Enfin, le sujet de son éternel livre n’est pas de ceux qui flattent : elle y crie l’horreur de la « petite femme » chère à notre époque, y exalte la « dame », écrit non pas pour revendiquer les droits de la femme, mais pour qu’on rencontre plus souvent cet admirable individu double : Le Couple. Elle a des aveux aigus, des aperçus psychologiques et physiologiques d’une prodigieuse finesse ; elle a noté des vérités camouflées, — noyées hélas, dans du bizarre !

Du Couple (1911), de La Semaine d’Amour (1913), de Voici la Femme (1909), des Saisons de la Mort (1916), véritables mines riches et ténébreuses, on extrairait deux volumes de pages choisies de premier ordre.

Marie Lenéru[1] a écrit : « À quinze ans, j’étais la fille littéraire du Père Lacordaire ; à vingt-cinq ans, celle de Saint-Just et de Barrés : à trente, enfin, je ne me trompais plus. » C’est alors que Curel la mit, comme elle dit, « en branle ».

Elle écrivit Les Affranchis, pièce d’idées jouée à l’Odéon en 1911, qui eut un grand succès. Louée, discutée, Marie Lenéru intéressait autant sans doute par son infirmité que par son talent et son originalité.

C’est la seule femme de lettres qui se soit classée hors de pair au théâtre. Elle avait l’art d’animer ses personnages et de précipiter une crise, dépouillée des éléments inutiles. On eut le tort de la pousser trop « à songer au public », à choisir par conséquent des sujets où son insuffisance réaliste s’accuse : cette cornélienne était faite uniquement pour les sujets dénudés, les conflits d’âme et d’intelligence.

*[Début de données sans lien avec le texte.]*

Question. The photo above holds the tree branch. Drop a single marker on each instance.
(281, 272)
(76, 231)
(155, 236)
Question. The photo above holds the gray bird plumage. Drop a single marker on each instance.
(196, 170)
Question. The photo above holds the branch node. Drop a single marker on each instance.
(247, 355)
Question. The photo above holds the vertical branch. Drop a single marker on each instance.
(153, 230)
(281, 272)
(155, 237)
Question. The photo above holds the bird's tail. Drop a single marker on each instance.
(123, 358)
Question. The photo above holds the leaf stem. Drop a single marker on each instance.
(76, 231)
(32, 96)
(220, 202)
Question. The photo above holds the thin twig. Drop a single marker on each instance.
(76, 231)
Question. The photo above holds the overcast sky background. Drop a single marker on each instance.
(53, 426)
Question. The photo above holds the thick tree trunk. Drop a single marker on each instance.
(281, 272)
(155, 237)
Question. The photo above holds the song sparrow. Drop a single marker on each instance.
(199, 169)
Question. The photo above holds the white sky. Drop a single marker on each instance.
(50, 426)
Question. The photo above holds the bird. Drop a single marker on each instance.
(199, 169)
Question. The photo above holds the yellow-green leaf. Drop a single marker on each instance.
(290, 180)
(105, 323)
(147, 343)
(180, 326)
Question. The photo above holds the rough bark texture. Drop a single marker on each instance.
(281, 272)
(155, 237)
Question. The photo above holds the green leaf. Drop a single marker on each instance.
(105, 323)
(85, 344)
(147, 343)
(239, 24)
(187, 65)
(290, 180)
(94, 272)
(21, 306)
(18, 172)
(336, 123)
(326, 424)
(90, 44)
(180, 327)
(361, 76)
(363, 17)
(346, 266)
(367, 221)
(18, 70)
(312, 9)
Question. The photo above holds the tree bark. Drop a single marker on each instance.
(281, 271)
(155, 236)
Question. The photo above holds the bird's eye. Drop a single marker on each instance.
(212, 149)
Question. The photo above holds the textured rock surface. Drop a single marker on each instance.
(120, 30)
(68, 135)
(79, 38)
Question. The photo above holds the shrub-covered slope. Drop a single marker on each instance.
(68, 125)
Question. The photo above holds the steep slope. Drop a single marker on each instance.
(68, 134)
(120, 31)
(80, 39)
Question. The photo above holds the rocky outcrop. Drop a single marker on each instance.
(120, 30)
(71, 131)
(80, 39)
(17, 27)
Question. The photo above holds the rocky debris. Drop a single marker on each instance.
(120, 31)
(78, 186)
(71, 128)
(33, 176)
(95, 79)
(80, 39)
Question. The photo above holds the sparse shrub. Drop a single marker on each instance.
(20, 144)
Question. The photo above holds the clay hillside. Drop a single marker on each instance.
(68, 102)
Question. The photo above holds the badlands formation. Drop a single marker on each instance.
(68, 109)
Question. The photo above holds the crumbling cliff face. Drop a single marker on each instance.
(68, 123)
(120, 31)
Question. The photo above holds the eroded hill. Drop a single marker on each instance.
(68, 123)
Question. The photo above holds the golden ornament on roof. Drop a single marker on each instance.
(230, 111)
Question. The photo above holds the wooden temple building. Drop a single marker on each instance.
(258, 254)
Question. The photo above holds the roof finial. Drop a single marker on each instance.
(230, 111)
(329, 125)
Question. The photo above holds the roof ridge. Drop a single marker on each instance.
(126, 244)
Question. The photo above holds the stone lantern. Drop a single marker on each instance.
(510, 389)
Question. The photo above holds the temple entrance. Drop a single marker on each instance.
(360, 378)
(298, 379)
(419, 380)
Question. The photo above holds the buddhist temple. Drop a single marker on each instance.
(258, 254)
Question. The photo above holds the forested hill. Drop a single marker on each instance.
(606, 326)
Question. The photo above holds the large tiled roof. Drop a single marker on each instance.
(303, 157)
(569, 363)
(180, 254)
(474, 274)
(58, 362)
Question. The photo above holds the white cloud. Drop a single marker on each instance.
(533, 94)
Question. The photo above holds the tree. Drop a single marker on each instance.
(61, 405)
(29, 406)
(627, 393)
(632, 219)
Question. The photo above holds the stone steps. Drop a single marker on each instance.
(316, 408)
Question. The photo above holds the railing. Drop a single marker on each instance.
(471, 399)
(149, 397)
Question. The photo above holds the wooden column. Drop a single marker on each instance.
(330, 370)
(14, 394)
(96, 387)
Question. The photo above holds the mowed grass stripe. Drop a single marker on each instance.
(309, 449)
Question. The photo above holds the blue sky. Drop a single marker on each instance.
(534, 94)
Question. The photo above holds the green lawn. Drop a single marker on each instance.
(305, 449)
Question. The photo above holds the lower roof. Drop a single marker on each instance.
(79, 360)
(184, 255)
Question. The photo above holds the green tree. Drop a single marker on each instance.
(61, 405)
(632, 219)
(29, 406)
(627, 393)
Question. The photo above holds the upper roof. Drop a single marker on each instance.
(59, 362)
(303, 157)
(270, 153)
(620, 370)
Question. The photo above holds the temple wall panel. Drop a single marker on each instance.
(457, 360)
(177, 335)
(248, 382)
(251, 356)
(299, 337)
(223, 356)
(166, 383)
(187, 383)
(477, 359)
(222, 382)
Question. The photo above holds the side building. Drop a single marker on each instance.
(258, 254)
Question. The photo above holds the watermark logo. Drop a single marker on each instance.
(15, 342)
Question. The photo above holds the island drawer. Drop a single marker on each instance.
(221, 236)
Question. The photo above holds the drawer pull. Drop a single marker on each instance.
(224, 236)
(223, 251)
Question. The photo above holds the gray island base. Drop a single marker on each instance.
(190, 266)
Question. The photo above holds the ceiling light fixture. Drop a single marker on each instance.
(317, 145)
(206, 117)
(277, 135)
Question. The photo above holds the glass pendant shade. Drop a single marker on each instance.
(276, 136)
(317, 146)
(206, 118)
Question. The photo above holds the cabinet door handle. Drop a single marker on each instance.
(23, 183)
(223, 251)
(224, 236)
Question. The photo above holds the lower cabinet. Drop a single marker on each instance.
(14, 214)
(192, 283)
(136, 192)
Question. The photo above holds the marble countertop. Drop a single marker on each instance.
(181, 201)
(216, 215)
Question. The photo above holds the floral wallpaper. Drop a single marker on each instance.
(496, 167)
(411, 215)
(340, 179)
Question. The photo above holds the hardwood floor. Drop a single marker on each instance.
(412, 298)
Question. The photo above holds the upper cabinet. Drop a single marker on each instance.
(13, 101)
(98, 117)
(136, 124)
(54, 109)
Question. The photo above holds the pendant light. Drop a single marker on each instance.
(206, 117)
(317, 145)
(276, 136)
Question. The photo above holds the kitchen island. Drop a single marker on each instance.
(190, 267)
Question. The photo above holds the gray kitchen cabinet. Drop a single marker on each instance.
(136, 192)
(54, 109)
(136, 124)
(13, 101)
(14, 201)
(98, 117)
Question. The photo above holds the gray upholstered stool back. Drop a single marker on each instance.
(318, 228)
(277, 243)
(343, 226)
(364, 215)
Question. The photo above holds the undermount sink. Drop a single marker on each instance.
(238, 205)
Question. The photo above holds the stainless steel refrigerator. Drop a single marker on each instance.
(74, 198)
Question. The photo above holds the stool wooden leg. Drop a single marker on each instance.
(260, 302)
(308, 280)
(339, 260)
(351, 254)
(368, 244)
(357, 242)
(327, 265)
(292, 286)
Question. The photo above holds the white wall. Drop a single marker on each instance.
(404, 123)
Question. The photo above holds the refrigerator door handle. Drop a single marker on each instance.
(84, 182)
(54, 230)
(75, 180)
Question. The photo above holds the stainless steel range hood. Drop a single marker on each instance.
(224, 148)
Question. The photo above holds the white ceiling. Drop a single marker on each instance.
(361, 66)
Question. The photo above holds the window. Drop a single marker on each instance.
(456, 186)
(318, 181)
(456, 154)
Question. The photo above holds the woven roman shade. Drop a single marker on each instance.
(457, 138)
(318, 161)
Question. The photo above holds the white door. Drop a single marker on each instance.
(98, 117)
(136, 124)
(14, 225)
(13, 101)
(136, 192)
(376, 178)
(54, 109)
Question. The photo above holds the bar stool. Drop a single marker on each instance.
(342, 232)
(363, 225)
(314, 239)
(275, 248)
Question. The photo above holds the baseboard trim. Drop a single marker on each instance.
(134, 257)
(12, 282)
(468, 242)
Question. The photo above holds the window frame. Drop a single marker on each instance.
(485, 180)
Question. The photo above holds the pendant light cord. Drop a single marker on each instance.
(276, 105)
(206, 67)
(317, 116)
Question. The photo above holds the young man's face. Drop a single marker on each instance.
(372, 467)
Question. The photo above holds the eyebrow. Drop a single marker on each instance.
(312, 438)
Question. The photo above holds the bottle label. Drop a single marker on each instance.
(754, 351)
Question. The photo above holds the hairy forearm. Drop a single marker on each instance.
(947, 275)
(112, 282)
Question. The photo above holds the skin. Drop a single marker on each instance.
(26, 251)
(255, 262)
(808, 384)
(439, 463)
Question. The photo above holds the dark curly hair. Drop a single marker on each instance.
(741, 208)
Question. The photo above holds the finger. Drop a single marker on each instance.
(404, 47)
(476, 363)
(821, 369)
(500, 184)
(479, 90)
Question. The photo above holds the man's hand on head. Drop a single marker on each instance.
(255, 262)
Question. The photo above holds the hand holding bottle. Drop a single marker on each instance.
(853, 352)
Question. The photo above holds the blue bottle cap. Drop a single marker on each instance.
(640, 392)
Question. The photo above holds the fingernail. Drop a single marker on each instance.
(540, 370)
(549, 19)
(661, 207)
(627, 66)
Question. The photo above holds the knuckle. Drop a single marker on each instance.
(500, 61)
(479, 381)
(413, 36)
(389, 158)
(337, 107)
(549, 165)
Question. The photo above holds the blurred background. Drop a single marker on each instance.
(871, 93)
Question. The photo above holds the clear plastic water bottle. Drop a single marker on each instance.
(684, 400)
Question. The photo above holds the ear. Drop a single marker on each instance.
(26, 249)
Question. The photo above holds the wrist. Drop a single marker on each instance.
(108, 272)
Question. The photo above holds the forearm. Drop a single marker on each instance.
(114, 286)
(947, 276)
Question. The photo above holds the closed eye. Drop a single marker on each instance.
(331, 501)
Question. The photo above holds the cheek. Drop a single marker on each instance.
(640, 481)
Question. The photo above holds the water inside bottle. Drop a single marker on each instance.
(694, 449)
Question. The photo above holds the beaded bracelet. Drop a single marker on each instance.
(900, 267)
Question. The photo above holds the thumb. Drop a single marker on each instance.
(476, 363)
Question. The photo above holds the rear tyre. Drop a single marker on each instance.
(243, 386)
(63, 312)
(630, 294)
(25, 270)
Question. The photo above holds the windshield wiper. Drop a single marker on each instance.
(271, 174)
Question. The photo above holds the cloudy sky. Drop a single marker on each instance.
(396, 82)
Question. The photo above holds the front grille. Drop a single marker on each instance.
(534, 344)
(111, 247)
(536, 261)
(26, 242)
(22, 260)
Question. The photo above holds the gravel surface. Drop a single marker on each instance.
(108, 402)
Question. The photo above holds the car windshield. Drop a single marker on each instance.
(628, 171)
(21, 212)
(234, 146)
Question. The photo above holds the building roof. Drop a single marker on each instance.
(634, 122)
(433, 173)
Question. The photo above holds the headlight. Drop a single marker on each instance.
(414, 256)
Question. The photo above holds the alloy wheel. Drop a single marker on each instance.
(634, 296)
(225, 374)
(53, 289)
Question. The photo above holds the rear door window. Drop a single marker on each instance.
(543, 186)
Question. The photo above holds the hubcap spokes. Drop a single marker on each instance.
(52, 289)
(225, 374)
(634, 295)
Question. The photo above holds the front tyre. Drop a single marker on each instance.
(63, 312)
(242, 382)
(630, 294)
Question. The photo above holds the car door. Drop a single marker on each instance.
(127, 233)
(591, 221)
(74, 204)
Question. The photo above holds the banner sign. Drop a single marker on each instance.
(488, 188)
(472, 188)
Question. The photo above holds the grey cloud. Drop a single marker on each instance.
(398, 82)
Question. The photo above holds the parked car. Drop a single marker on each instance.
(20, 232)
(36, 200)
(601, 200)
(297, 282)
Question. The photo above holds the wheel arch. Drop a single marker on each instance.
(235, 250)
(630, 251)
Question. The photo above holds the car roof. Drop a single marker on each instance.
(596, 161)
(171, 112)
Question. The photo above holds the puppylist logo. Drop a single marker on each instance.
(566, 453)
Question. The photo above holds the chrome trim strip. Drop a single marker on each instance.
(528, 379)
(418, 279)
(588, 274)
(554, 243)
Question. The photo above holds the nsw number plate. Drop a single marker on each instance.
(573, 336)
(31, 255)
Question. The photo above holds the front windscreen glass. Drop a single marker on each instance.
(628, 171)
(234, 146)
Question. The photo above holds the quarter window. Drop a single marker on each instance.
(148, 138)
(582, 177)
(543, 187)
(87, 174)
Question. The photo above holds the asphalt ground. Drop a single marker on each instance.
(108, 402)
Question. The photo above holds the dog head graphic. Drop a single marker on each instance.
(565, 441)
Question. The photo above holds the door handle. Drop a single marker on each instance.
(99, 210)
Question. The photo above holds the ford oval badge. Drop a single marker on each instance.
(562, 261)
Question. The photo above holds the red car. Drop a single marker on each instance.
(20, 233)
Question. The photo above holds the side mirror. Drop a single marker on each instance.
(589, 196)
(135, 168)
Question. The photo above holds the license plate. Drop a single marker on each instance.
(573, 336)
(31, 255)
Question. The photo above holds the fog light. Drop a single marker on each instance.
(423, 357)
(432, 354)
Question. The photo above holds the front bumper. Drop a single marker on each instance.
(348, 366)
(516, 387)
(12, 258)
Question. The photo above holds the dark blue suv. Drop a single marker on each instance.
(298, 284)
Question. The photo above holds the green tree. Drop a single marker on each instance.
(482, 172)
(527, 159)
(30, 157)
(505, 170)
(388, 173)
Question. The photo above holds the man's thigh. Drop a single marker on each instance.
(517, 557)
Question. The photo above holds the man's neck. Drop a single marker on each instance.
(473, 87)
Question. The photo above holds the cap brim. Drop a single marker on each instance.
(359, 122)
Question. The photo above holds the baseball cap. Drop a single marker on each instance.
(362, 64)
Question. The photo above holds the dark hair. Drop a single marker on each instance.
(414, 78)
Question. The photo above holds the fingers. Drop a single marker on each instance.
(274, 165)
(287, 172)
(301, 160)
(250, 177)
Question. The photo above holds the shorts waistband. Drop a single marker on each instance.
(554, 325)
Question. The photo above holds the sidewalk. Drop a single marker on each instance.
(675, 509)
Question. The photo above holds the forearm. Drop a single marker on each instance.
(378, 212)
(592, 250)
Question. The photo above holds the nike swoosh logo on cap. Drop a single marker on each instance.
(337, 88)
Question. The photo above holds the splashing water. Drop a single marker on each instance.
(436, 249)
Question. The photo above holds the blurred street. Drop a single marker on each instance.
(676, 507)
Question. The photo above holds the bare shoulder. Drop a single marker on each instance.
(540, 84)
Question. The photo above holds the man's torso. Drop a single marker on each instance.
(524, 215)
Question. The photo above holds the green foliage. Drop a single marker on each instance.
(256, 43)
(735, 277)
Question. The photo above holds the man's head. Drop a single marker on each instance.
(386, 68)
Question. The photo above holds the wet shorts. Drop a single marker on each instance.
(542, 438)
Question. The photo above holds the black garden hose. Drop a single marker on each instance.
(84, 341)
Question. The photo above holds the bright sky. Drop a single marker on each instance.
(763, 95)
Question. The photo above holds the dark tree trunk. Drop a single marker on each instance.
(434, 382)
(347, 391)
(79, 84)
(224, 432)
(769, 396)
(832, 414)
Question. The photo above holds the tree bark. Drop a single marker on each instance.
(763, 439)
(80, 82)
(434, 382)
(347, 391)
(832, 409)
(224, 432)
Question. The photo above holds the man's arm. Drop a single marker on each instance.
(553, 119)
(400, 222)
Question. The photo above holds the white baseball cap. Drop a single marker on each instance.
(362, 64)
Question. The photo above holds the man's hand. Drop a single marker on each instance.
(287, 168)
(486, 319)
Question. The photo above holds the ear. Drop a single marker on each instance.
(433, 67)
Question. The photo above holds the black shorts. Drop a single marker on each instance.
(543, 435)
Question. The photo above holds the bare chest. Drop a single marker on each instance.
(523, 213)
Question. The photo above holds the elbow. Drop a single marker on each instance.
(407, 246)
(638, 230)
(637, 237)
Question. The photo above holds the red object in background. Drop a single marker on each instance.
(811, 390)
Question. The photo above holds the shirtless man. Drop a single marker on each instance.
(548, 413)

On ne peut guère appliquer le qualificatif de chef-d’œuvre qu’à ses Affranchis, pièce sévère, mais non pas froide, d’une sobriété acérée, d’une densité classique, d’une marche virile où, pour être dominée, la passion n’éclate pas moins âpre, et dont le style est dur et brillant comme un cristal taillé.

D’une haute intelligence, et merveilleusement douée pour l’introspection,

  1. Marie Lenéru, fille d’un officier de marine, petite-fille d’un amiral, naquit à Brest en 1875 et mourut de la grippe à la fin de 1918. À quatorze ans, elle devint complètement sourde et presque aveugle. Elle devait, trois ans plus tard, retrouver incomplètement la vue, mais ne retrouva jamais l’ouïe.